Antonio García ist wohl der erste ehemalige Facebook-Angestellte, der sich traut, Interna des Unternehmens zu verraten. Sein Buch »Chaos Monkeys« erschien Anfang des Sommers auf englisch. Im Interview mit »Zeit Online« sagte García neulich Sätze wie: »Die Techunternehmen leben davon, einen abzuhören«, und: »Ich glaube, dass die EU langfristig gegen Facebook kapitulieren muss«.

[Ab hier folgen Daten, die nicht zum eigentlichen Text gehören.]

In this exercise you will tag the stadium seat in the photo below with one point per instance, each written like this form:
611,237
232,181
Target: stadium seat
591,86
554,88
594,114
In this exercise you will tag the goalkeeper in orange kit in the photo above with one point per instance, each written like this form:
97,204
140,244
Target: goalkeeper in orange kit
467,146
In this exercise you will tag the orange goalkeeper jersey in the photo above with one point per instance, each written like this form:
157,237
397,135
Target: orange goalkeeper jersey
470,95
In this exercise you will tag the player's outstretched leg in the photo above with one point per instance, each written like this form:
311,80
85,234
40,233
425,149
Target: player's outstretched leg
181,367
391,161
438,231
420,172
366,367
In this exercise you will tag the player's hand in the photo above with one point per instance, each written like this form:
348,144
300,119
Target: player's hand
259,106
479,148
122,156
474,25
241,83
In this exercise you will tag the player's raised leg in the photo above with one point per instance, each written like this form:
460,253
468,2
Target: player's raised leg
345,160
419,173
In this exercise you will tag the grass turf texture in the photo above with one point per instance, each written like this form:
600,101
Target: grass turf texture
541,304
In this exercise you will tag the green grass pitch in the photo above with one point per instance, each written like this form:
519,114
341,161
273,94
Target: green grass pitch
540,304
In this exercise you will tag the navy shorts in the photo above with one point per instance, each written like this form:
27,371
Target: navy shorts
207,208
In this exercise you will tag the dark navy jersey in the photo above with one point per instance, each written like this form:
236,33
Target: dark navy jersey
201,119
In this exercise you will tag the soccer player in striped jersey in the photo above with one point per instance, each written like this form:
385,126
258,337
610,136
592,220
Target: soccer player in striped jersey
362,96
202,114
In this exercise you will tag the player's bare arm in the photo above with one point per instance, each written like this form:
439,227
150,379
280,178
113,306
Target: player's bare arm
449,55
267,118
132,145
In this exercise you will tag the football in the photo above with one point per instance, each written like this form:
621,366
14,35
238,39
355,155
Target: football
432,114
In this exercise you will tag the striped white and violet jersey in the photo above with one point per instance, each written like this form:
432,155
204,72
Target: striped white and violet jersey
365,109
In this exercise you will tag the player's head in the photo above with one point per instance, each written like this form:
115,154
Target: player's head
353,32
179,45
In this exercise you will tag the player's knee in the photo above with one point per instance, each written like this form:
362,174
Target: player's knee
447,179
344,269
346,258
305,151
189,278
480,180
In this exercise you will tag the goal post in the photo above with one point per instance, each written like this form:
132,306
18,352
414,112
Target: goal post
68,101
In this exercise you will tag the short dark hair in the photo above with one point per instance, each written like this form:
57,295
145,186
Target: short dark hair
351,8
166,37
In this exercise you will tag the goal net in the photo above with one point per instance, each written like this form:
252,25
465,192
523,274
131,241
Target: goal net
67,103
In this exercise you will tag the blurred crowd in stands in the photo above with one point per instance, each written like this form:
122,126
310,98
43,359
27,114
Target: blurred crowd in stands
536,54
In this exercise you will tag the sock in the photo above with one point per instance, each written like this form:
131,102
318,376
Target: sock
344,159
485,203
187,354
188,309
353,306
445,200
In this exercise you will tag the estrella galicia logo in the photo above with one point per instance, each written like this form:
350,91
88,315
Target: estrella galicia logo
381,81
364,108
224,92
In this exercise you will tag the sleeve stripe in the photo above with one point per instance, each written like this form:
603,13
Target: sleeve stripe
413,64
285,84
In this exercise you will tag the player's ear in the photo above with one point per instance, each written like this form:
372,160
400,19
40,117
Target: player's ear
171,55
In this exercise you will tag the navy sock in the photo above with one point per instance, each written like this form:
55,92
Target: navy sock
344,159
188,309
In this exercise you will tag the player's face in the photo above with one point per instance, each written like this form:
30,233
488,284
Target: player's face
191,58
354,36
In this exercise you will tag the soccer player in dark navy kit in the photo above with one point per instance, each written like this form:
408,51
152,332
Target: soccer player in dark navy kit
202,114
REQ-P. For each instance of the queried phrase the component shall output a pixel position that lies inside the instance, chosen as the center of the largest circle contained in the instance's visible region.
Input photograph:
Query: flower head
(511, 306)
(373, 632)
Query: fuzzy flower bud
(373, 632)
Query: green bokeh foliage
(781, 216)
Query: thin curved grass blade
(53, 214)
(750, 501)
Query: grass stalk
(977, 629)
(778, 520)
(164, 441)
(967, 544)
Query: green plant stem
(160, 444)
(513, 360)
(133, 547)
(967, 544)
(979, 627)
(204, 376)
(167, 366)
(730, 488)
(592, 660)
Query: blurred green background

In der »FAZ« sieht der bekannte Internet- und IT-Experte Evgeny Morozov die Macht von Regierungen schwinden, wenn Google, Facebook und Co. ihre künstliche Intelligenz erst mal mit ausreichend Personendaten gefüttert haben werden. Identitäts-, Kommunikations- und andere Verhaltensdaten erhalten die Konzerne (fast) gratis von Nutzern, immer dann, wenn sie die ständig wachsende Zahl der digitalen Dienstleistungen nutzen.

Doch das »Leben ist kein Algorithmus«, halten dem die Mitglieder einer nicht näher benannten Gruppe entgegen, die unter diesem Titel von Freitag bis Sonntag in Köln eine Konferenz durchführen. Doch was tun? »Das Netz ›ein bisschen sicherer‹ machen? Oder sind wir in der Lage Alternativen zu erdenken, Techniken zu ›hacken‹ und sie gegen die beklemmende Totalität des Zugriffs auf unser Leben in Stellung zu bringen?«, fragt sich das Vorbereitungsteam der Konferenz. Seiner Einschätzung nach ist das gesellschaftliche Bewusstsein für den tiefgreifenden Wandel, den die wachsende Digitalisierung mit sich bringt, völlig unzureichend. Dabei sind die Absichten der Konzerne nicht geheim.

So sagte der frühere Googlegeschäftsführer Eric Schmidt schon 2010 in einem Interview: »Ich glaube, dass die meisten Menschen eigentlich nicht wollen, dass Google ihnen ihre Fragen beantwortet. Sie wollen, dass Google ihnen sagt, was sie als nächstes tun sollen.« Er wies wiederholt darauf hin, dass seine Firma wisse, wo wir uns aufhielten, was uns gefiele und, dass sich das gut ausschlachten ließe.

Seitdem hat Google sich sogar noch viel mehr Quellen zugelegt. Tochterunternehmen entwickeln autonom fahrende Autos, Thermostate oder Uhren. Als Alltagsspione in der total vernetzten Welt haben die Geräte das Ziel, dem Konzern ein umfassendes Bild von unserem Leben und von unserer Persönlichkeit zu verschaffen.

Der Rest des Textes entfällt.